Bitmap Heap Scan on test  (cost=16.74..20.75 rows=1 width=113) (actual time=0.364..0.367 rows=2 loops=1)
  Recheck Cond: ((timestamp_range @> '2015-01-22 23:00:00'::timestamp without time zone) AND (data_int_array @> '{49,61}'::integer[]))
  Heap Blocks: exact=1
  Buffers: shared hit=8
  ->  BitmapAnd  (cost=16.74..16.74 rows=1 width=0) (actual time=0.351..0.351 rows=0 loops=1)
        Buffers: shared hit=7
        ->  Bitmap Index Scan on ix_test_interval  (cost=0.00..4.40 rows=17 width=0) (actual time=0.130..0.130 rows=12 loops=1)
              Index Cond: (timestamp_range @> '2015-01-22 23:00:00'::timestamp without time zone)
              Buffers: shared hit=2
        ->  Bitmap Index Scan on ix_test_data_int_array_data_json  (cost=0.00..12.08 rows=11 width=0) (actual time=0.211..0.211 rows=6 loops=1)
              Index Cond: (data_int_array @> '{49,61}'::integer[])
              Buffers: shared hit=5
Planning time: 0.396 ms
Execution time: 0.484 ms

I have read the documentation "Using Explain", but I didn't find any reference to Heap Block.

Please, could you tell me what Heap Bock means and how it relates to Buffers in a Bitmap Heap Scan?

I'm running: "PostgreSQL 9.4.5, compiled by Visual C++ build 1800, 64-bit"


Bitmaps can either store a bitmap of rows, or if that becomes too large to fit in work_mem it can "go lossy" by storing a bitmap of blocks. It can do this selectively, so some blocks can be converted lossy while others not.
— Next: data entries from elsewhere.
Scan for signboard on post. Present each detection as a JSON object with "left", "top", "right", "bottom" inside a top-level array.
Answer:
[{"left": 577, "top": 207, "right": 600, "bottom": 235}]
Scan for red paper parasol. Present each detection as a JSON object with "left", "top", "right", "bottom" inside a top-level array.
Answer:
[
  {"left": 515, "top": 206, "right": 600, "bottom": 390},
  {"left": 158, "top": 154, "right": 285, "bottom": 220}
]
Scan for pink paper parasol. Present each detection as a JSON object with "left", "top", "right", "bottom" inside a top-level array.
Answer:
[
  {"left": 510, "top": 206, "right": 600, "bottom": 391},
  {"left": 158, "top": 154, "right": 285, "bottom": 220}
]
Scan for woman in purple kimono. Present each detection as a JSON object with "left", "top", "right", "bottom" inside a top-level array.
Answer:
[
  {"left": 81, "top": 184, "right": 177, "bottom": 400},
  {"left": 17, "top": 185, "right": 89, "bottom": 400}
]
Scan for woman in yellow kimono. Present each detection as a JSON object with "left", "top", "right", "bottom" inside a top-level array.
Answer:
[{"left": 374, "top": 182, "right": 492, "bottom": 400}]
If it goes lossy, then the Heap Scan must recheck every row in every lossy block which it visits, because it no longer has information about which particular rows in that block met the search criteria.

"Heap Blocks: exact=1" means that it only visited one block, and that it was not lossy. (So both of yours rows returned were in the same block)

This agrees with the Buffers data. The Bitmap Index Scans and BitmapAnd in total hit 7 blocks. The Heap Scan hit one more, bringing it up to 8.

  • Thank you. So if I understand correctly a block is a bitmap that stores row references or block references. I guess these blocks are build first by the two bitmap index scans. BitmapAnd takes these blocks, perform the and operation and return one Block. Am I right? Jan 21 '16 at 6:35
  • 1
    A "block" (or a "page") is a 8kB chunk of disk space where your permanent data is stored. Before you can do anything with a block, you have to pull it into RAM and put in a "buffer". The bitmap itself is a transient data structure which only exists in RAM and so is not block-structured (or at least, not in the same sense as heap blocks are). It reads index blocks to get the data it needs to create the bitmap (in this case it doesn't actually read the blocks, because it found them already in the buffers), then uses the bitmap to decide which table ("Heap") blocks it needs to inspect.